Ich habe Affinity Photo nun ein paar Stunden getestet um zu sehen wohin es führt und wie es sich anfühlt. Man muss daran denken, dass es sich hier um eine Beta-Version handelt, nicht alles funktioniert so wie es soll bzw überhaupt. Dennoch kann man schon erkennen in welche Richtung es geht.

the different Persona's

Als erstes wurden meine Olympus-RAW-Files nicht erkannt. Nikon und Canon machen keine Probleme bim laden in den RAW-Converter Develop Persona. (ich musste meine RAWs in DNGs konvertieren, das hat dann funktioniert).

In Develop Persona hat man Camera Raw ähnliche Slider für Belichtung, Kontrast, Farbtemperatur… die üblichen Verdächtigen. Die Regler gehen von 0% zu -100% und 100% und sind etwas harsch. Von 1% auf 2% bringt schon eine große Änderung, das macht ein genaues Arbeiten nicht möglich. Ich habe auch bemerkt, dass die geladene DNG schon bearbeitet aussieht im Gegensatz zum Camera RAW. Insgesamt braucht das noch Arbeit, aber wenn man ein Bild in Develop Persona lädt, poppt eine Meldung auf “Diese software wird aktiv weiterentwickelt”, da ist also noch Platz für Verbesserungen.

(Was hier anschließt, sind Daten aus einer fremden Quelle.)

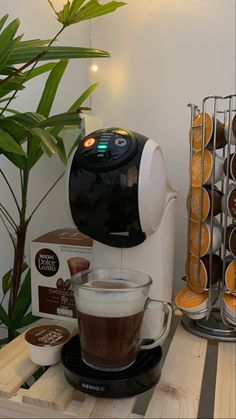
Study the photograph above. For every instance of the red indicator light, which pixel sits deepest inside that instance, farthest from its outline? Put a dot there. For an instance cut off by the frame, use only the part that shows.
(89, 142)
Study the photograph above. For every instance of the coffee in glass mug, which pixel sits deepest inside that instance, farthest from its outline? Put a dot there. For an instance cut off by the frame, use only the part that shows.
(110, 308)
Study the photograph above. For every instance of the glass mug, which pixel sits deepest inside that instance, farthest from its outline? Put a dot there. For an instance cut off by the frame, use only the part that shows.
(110, 306)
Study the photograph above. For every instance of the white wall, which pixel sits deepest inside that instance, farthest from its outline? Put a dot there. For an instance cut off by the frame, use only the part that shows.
(38, 21)
(165, 54)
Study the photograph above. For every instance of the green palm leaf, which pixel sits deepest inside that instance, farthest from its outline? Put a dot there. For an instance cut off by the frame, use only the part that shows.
(22, 55)
(8, 144)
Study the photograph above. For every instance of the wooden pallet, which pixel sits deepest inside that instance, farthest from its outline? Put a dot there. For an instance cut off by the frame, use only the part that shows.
(177, 394)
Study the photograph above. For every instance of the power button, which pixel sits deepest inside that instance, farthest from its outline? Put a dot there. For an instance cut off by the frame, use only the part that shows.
(120, 142)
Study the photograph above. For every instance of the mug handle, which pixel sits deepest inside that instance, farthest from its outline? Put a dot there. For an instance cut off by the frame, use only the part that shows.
(167, 308)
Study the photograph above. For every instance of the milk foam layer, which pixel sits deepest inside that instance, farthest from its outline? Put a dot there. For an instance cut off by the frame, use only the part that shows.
(118, 302)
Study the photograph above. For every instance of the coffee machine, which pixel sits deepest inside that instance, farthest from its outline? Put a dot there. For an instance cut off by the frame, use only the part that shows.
(118, 193)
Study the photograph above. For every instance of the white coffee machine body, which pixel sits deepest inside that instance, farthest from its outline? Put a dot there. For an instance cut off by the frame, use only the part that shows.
(144, 244)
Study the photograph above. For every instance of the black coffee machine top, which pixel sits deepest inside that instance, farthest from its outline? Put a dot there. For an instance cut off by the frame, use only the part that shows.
(103, 187)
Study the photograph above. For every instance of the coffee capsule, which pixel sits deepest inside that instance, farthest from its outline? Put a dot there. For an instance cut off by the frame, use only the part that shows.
(207, 171)
(230, 275)
(45, 343)
(231, 239)
(230, 308)
(232, 134)
(193, 304)
(196, 133)
(199, 285)
(205, 245)
(229, 201)
(194, 210)
(77, 264)
(232, 166)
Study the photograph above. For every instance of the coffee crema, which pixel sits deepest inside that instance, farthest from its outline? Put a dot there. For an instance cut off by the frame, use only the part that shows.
(109, 322)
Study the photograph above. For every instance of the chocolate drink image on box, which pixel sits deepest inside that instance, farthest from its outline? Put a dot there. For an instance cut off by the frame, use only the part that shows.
(77, 264)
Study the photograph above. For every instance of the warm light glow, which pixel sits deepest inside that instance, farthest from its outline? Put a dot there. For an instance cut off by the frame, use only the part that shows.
(94, 68)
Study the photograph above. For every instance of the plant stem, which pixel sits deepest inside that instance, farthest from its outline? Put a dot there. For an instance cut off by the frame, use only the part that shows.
(10, 188)
(9, 233)
(45, 196)
(8, 217)
(34, 61)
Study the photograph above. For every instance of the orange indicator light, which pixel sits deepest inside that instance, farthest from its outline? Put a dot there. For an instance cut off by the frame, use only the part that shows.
(89, 142)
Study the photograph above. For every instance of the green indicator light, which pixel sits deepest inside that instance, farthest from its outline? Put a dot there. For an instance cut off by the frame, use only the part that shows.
(102, 146)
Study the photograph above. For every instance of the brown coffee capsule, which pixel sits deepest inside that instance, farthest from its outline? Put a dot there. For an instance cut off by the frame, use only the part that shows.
(232, 166)
(206, 202)
(48, 335)
(196, 133)
(231, 202)
(199, 285)
(66, 284)
(77, 264)
(231, 239)
(230, 274)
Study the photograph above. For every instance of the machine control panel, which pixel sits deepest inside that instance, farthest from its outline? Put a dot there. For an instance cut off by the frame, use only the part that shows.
(106, 149)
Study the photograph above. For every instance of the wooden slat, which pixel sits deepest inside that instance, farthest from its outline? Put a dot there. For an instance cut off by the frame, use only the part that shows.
(15, 409)
(225, 393)
(51, 391)
(178, 391)
(14, 374)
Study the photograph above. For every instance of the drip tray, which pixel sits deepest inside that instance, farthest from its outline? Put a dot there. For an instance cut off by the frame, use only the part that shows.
(143, 374)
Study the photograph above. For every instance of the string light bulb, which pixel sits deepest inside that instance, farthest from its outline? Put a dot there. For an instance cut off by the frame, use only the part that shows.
(94, 68)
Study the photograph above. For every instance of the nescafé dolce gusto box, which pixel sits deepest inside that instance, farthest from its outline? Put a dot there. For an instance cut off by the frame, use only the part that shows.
(55, 257)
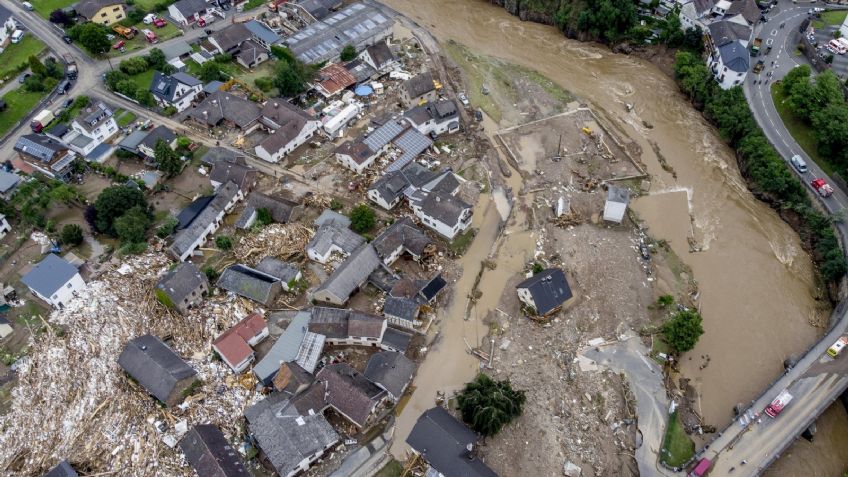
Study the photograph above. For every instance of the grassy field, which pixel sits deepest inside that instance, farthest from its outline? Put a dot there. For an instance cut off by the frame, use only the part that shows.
(678, 448)
(18, 104)
(801, 132)
(18, 53)
(44, 7)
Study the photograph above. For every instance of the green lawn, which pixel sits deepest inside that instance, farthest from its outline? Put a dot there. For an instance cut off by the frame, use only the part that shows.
(44, 7)
(19, 103)
(678, 448)
(19, 53)
(801, 131)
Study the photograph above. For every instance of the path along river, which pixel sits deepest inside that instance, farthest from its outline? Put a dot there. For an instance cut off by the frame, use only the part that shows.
(756, 282)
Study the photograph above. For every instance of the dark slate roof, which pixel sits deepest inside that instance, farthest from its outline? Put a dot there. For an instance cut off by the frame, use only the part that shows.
(401, 234)
(443, 442)
(735, 56)
(285, 436)
(352, 273)
(419, 84)
(349, 392)
(154, 365)
(49, 275)
(181, 281)
(249, 283)
(62, 469)
(390, 370)
(209, 454)
(549, 289)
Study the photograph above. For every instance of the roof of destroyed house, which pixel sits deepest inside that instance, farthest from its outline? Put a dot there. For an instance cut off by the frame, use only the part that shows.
(380, 53)
(735, 56)
(180, 282)
(210, 454)
(325, 39)
(285, 436)
(618, 194)
(286, 347)
(549, 289)
(189, 7)
(215, 154)
(283, 271)
(334, 78)
(227, 170)
(725, 31)
(333, 234)
(89, 8)
(233, 343)
(396, 339)
(157, 133)
(220, 106)
(232, 36)
(165, 87)
(443, 442)
(154, 365)
(443, 207)
(249, 283)
(49, 275)
(261, 32)
(401, 307)
(352, 273)
(401, 234)
(62, 469)
(349, 392)
(39, 147)
(419, 84)
(390, 370)
(332, 217)
(185, 238)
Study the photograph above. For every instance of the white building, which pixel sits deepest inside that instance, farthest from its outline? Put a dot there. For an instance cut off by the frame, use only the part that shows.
(54, 280)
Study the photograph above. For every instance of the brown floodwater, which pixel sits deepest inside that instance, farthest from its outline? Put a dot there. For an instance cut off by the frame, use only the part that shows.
(756, 283)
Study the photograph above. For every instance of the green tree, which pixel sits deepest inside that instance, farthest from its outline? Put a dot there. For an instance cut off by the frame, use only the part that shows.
(683, 330)
(488, 405)
(113, 202)
(348, 53)
(168, 160)
(362, 218)
(131, 226)
(71, 234)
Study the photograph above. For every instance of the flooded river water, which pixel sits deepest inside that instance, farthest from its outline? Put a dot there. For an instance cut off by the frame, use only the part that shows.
(756, 283)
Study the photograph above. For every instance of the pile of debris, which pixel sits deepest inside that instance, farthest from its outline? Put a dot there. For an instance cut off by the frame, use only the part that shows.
(74, 401)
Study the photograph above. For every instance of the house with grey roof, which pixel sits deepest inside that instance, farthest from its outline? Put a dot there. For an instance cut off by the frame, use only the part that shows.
(419, 89)
(447, 446)
(344, 327)
(390, 371)
(545, 292)
(54, 280)
(350, 275)
(332, 238)
(290, 441)
(351, 394)
(177, 90)
(250, 283)
(183, 287)
(210, 454)
(399, 238)
(205, 223)
(157, 369)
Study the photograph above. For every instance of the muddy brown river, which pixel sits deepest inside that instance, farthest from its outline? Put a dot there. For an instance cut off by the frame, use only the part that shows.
(756, 284)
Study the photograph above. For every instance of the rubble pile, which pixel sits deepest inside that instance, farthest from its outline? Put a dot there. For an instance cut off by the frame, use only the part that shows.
(74, 401)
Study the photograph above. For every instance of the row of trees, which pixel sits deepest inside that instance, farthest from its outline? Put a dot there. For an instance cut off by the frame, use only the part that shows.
(768, 175)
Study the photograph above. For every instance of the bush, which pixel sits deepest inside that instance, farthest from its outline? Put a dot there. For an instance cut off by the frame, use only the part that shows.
(224, 242)
(71, 235)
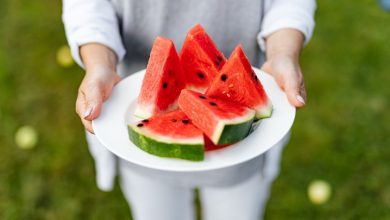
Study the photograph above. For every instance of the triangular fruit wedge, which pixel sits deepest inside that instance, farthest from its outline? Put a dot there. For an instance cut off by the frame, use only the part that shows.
(200, 59)
(222, 121)
(238, 82)
(162, 82)
(169, 135)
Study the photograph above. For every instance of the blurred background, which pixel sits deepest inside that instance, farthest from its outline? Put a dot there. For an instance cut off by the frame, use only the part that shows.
(341, 139)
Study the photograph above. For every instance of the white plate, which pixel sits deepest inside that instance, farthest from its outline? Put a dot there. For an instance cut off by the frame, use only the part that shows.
(111, 130)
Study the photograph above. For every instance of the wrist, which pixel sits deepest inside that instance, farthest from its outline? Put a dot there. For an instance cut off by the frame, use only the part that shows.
(98, 58)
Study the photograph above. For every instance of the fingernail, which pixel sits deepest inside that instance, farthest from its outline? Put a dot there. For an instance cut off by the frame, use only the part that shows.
(87, 112)
(300, 99)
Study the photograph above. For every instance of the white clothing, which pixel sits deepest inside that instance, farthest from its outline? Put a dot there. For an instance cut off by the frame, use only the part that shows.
(124, 25)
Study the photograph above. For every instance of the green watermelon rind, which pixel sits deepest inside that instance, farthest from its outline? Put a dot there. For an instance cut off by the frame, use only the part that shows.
(234, 133)
(265, 111)
(193, 152)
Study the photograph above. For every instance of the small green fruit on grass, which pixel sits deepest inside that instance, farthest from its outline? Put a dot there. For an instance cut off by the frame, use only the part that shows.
(319, 191)
(26, 137)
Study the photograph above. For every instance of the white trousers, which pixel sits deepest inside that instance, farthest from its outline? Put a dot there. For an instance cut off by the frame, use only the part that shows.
(151, 196)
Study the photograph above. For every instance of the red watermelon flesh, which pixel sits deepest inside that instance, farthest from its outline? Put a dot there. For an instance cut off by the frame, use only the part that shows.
(224, 122)
(162, 82)
(170, 134)
(200, 59)
(238, 82)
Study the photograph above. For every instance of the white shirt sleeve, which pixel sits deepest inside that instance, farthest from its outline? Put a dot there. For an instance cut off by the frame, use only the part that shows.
(279, 14)
(91, 21)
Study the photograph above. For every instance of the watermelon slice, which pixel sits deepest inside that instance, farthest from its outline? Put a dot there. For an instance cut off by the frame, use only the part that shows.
(210, 146)
(222, 121)
(200, 59)
(238, 82)
(169, 135)
(163, 80)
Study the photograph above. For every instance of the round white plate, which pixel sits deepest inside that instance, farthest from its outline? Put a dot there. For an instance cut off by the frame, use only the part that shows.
(111, 130)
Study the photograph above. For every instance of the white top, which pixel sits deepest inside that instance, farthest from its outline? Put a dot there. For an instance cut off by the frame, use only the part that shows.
(129, 27)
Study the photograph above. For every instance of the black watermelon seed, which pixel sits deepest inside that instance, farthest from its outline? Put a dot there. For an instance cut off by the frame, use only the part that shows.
(224, 77)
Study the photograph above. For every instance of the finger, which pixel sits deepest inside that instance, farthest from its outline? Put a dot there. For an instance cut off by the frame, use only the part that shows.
(266, 68)
(93, 99)
(296, 93)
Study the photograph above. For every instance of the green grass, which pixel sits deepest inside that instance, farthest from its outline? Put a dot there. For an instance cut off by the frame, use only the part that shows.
(342, 136)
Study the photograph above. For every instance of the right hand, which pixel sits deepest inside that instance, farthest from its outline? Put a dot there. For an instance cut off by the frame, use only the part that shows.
(95, 88)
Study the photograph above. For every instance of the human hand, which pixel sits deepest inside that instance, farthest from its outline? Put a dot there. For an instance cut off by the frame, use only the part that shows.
(100, 78)
(95, 88)
(283, 49)
(287, 73)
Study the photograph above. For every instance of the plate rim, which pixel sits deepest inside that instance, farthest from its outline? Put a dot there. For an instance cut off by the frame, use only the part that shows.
(198, 169)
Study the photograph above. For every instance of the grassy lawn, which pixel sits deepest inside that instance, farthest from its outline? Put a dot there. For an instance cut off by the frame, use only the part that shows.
(342, 136)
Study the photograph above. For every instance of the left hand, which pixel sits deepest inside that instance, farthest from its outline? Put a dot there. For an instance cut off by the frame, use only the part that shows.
(283, 49)
(287, 73)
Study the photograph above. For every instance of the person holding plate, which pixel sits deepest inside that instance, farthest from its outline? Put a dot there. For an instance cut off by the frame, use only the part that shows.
(112, 39)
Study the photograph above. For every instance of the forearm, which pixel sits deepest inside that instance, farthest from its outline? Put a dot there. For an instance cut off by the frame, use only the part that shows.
(97, 56)
(285, 42)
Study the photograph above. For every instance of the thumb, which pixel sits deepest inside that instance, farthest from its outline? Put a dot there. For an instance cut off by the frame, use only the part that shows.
(296, 93)
(93, 103)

Immer dran denken: Das ist eine Beta
Immer dran denken: Das ist eine Beta

Sobald man die RAW-Konversion abgeschlossen hat, geht es weiter in Photo Persona, in dem die Bearbeitung stattfindet. Die Oberfläche ist sehr vertraut und dennoch seht neu. Werkzeuge und Knöpfe sind da wo man sie erwartet und es ist sehr leicht die Funktion zu finden, die man gerade sucht. Es gibt Ebenen, Einstellungsebenen und Werkzeugboxen. Alles sehr ähnlich der UI von Photoshop. Die Werkzeuge haben bunte Icons und die Beschreibungen der Namen beim darüber-fahren sind sehr vertraut.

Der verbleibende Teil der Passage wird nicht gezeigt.